President Joe Biden vowed Wednesday to restore the American dream in a speech supporting his “Bidenomics” strategy, which he claims will end decades of Republican economic thinking that benefits the wealthy.
“Bidenomics is about the future. Bidenomics is just another way of saying restore the American dream,” the Democrat said in Chicago.
The half-hour address aimed to reach out to working and middle-class Americans, many of whom had defected from the Democratic Party to support nationalist right-winger Donald Trump.
Biden emphasized hundreds of billions of dollars in public expenditures in infrastructure and high-tech industries during his first two years in office.
He addressed Trump’s supporters directly, referring to how globalization had decimated US manufacturing areas and stripped workers of “dignity, pride, and hope.”
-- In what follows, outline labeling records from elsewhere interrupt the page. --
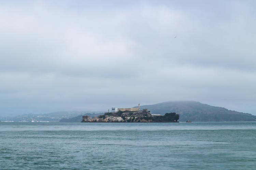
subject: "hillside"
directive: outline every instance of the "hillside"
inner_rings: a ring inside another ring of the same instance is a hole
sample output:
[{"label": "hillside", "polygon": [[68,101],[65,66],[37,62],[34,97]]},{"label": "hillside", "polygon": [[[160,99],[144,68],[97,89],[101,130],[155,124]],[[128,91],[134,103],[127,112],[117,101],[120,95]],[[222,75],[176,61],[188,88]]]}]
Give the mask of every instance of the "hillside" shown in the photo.
[{"label": "hillside", "polygon": [[188,120],[193,121],[256,121],[256,116],[251,114],[195,101],[167,102],[141,106],[141,109],[143,108],[147,108],[152,114],[163,115],[167,113],[176,113],[180,116],[180,121]]}]

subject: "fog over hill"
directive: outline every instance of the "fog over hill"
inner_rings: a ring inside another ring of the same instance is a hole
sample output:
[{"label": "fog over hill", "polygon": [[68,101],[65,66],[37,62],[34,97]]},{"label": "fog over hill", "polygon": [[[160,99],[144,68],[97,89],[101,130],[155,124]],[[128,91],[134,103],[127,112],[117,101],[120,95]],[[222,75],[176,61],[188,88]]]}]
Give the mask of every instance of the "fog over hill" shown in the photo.
[{"label": "fog over hill", "polygon": [[[138,106],[135,107],[138,107]],[[255,121],[256,116],[251,114],[228,110],[193,101],[172,101],[141,106],[152,114],[164,115],[175,112],[180,115],[180,121]]]}]

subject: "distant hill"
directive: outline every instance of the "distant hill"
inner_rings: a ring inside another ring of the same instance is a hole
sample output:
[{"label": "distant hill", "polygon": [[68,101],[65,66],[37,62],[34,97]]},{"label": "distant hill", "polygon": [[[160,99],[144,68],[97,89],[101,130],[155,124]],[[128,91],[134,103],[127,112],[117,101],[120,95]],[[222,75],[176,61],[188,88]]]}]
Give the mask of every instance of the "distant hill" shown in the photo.
[{"label": "distant hill", "polygon": [[[134,107],[138,107],[135,106]],[[220,107],[210,106],[195,101],[167,102],[140,106],[147,108],[152,114],[163,115],[175,112],[180,121],[255,121],[256,116],[251,114],[229,110]]]},{"label": "distant hill", "polygon": [[103,113],[100,113],[97,114],[86,114],[81,115],[75,117],[71,117],[70,118],[66,118],[61,119],[60,122],[81,122],[82,120],[82,117],[83,116],[87,115],[90,116],[90,117],[93,118],[96,117],[100,115],[103,114]]}]

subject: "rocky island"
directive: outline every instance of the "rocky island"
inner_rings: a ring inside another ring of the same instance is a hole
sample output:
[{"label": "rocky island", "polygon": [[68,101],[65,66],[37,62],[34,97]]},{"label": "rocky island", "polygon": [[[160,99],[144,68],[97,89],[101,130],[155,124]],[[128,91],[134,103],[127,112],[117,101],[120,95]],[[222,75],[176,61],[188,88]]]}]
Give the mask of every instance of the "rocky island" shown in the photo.
[{"label": "rocky island", "polygon": [[180,118],[175,113],[167,113],[164,115],[152,115],[146,109],[142,111],[119,111],[106,113],[98,117],[90,118],[88,116],[83,116],[81,122],[177,122]]}]

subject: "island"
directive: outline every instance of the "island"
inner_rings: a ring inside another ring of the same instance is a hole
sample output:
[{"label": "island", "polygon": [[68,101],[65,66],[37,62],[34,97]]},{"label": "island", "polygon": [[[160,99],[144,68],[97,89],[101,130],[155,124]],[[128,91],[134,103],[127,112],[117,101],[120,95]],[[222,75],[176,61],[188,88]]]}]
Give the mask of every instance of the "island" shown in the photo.
[{"label": "island", "polygon": [[88,116],[83,116],[83,122],[178,122],[180,118],[175,113],[166,113],[164,115],[151,114],[147,109],[135,111],[119,111],[107,112],[97,117],[90,118]]}]

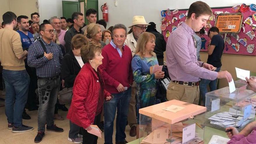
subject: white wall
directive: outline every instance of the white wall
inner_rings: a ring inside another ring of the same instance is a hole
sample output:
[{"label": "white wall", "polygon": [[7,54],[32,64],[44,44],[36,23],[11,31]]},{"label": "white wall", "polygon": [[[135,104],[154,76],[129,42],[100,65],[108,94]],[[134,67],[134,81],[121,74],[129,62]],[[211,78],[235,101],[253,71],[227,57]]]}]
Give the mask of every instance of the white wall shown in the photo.
[{"label": "white wall", "polygon": [[[78,1],[78,0],[65,0]],[[38,0],[38,11],[40,15],[40,23],[44,19],[49,19],[51,17],[62,15],[62,0]]]},{"label": "white wall", "polygon": [[[107,28],[115,24],[121,23],[127,27],[131,24],[134,15],[143,15],[146,22],[153,22],[157,24],[157,29],[160,32],[160,12],[169,8],[170,10],[188,9],[196,0],[117,0],[118,6],[115,6],[114,0],[98,0],[99,19],[102,19],[100,7],[107,3],[109,10],[109,22]],[[241,3],[247,5],[255,3],[255,0],[201,0],[211,7],[232,6]]]}]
Without naming Trump, whom he beat in 2020 but may face again next year, Biden said Republican leaders had ruined the country by cutting taxes on the affluent in the mistaken notion that the benefits will later “trickle down” to ordinary people.
“Bidenomics,” he said, is a “fundamental break with the economic theory that has failed America’s middle class for decades now.”
The Democrat’s speech, heavily promoted by the White House, also saw him take credit for a powerful US recovery from the Covid pandemic shutdown and subsequent supply chain nightmares.
“The US has the highest economic growth rate of leading economies,” he said. It’s a bold, potentially risky move for Biden to put the economy at the center of his re-election platform, brushing aside months of warnings that the world’s biggest economy might still hit a post-pandemic recession.
Putting his name to it is even more daring, with Bidenomics openly mimicking and contradicting Republicans’ long-cherished Reaganomics, in reference to Ronald Reagan’s 1980s boom.
“Biden and the Radical Democrat Congress singlehandedly created the highest inflation in a decade,” Trump stated in a written response to Biden’s speech, falsely alleging that his opponent had brought about “the worst economic decline since the Great Depression.”